By Katherine Long | Editor

SYRACUSE A new garden honoring the legacies of a local saint and a loving family was opened and dedicated on Syracuse’s North side June 6.

The Maurillo Family Garden, located alongside the Saint Marianne Cope Shrine & Museum at 601 North Townsend Street, now stands where the Maurillo family home once stood. The site is part of the campus of St. Joseph’s Health, the hospital St. Marianne and her fellow Franciscan sisters opened in 1869.

St. Marianne lived in and ministered throughout Central New York before moving to Hawaii in 1883 to care for patients with Hansen’s disease, which she did until her death in 1918. She was canonized in 2012. The shrine and museum dedicated to sharing her story opened at its current site in 2014.

“From the moment that we learned about St. Marianne’s ‘evergreen garden’ that she was never able to complete, we always hoped we’d be able to make one here for her in her honor,” museum Director Kristin Barrett-Anderson told the assembly gathered in the garden for the dedication. St. Marianne planted gardens everywhere she served, creating beautiful, sacred spaces for her sisters, the community, and her patients, she explained. “The ‘Evergreen Home’ was going to be a place where people could sit and rest, away from the concerns of daily life, away from illness, away from chaos, a place to contemplate and pray. This will be a place such as that — to appreciate the beauty of life and a way to carry on the legacy of St. Marianne Cope.”

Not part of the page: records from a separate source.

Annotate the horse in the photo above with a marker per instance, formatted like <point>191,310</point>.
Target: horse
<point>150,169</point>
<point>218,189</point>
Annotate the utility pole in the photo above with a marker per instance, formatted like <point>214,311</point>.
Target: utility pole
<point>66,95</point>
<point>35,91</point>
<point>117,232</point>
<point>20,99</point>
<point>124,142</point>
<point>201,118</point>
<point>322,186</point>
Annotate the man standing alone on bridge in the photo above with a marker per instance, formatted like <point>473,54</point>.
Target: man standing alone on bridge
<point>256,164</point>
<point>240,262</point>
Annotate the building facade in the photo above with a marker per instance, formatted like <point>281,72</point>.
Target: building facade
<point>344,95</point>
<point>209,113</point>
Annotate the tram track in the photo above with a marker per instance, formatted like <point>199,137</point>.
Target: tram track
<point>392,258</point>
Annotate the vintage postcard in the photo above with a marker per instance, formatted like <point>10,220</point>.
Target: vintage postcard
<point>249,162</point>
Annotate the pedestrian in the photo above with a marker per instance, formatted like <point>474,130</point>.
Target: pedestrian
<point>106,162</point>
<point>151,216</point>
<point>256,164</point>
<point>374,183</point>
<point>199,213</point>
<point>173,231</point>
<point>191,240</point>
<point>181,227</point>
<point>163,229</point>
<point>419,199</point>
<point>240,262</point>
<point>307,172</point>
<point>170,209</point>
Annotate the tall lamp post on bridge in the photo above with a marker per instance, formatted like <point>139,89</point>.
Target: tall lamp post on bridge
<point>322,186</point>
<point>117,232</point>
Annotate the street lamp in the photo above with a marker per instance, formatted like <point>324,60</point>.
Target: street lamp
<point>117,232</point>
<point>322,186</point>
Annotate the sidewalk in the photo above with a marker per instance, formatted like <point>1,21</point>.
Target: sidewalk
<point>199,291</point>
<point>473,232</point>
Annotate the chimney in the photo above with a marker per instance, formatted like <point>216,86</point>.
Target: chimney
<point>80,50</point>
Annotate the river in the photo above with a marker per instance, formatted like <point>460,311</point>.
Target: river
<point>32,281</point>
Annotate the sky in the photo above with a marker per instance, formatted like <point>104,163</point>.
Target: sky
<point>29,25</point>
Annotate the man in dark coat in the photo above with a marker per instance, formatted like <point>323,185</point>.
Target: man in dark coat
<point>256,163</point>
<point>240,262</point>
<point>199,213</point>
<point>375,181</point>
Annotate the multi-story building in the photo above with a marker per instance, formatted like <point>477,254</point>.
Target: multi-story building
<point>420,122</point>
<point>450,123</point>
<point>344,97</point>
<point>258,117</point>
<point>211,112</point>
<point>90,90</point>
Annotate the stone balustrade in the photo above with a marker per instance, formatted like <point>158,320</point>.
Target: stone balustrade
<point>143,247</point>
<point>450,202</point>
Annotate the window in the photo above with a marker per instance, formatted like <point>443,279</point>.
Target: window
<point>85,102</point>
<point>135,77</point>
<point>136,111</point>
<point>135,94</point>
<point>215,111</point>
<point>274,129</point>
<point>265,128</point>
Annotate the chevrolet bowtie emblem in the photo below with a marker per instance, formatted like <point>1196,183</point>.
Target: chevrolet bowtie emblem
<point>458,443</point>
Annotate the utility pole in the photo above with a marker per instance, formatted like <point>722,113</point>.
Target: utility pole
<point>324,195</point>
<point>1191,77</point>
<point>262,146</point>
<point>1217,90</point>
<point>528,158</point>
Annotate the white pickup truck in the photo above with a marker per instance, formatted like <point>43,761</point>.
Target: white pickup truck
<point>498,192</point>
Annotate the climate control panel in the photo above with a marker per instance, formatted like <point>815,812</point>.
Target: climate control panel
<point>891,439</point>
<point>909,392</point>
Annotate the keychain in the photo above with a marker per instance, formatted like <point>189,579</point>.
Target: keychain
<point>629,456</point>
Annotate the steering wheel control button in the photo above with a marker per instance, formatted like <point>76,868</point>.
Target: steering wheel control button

“We’ve been fortunate over the last several months to become friends with the Maurillo family, a a group of people who also have a place and a legacy to carry on on this exact spot,” Barrett-Anderson continued. “It was [at] 601 North Townsend Street that their grandparents lived. They settled here, they did Sunday dinners here, they celebrated weddings, they gathered here after funerals. It was right here that grandma planted roses and hydrangea and posed for family photographs after celebrations. This garden is a legacy to this family, to Vitantonio and Rosaria, and to all those who have followed.” The garden was created thanks to a gift from the Maurillo family.

St. Joseph’s President and CEO Kathryn Ruscitto spoke of St. Marianne’s role in founding the hospital, which “had a unique character for its time — open to the caring for the sick, without distinction as to a person’s nationality, religion, or color. And we continue that mission today. It’s what makes us, I think, very special in this community. We are so thankful to have this memorial and sanctuary nearby and we’re looking forward to the positive impact we know the new garden will have for our patients, their families, and our staff.”

General Minister of the Sisters of St. Francis of the Neumann Communities Sister Roberta Smith, OSF, spoke of two qualities brought to mind by the garden: beauty and relationships. “That was what she [St. Marianne] brought to the suffering patients, not only here in Central New York, but on the isolated island of Molokai in Kalaupapa,” she said. In a place where people were exiled and isolated because of their disease, “somehow she had the quality and virtue of strength of character and courage to be able to bring beauty to Kalaupapa.”

“She also brought relationship,” Sister Roberta continued, “because it was an important piece to be part of something. When you were isolated and outcast, you were left alone. She did not see that as a value at all. She wanted to bring love to the lives of all these people that were suffering greatly.”

Sister Roberta urged the crowd to do likewise, to ask themselves how they can bring beauty and relationship into the lives of the people they meet.

Speaking on behalf of the Maurillo family, Susan Maurillo Prostor Sims noted that, “Unbeknowst to any of us, we grew up with the making of a saint right here in our own backyard.”

“This holy ground is rich in memory of those Maurillos who came before us, where as a family we played and prayed together,” she said. “As I am certain that you, St. Marianne, watch over your hospital and her patients, I humbly beseech that you watch over your garden and all who enter in seeking solace, hope, and healing. St. Marianne, from this day forward into future generations, on behalf of my family, we honor you and we pledge that this, your garden, will flourish and remain ever green and it will be to God’s glory.”

Members of the Maurillo family then unveiled the garden’s centerpiece: a large statue of St. Marianne. Bishop Robert J. Cunningham offered a prayer and blessing over the garden, its flowers and trees, brick walkways, and benches.

After the ceremony, Maurillo Prostor Sims reflected on how her family came to help create such a beautiful space honoring St. Marianne: “We said yes because she said yes.”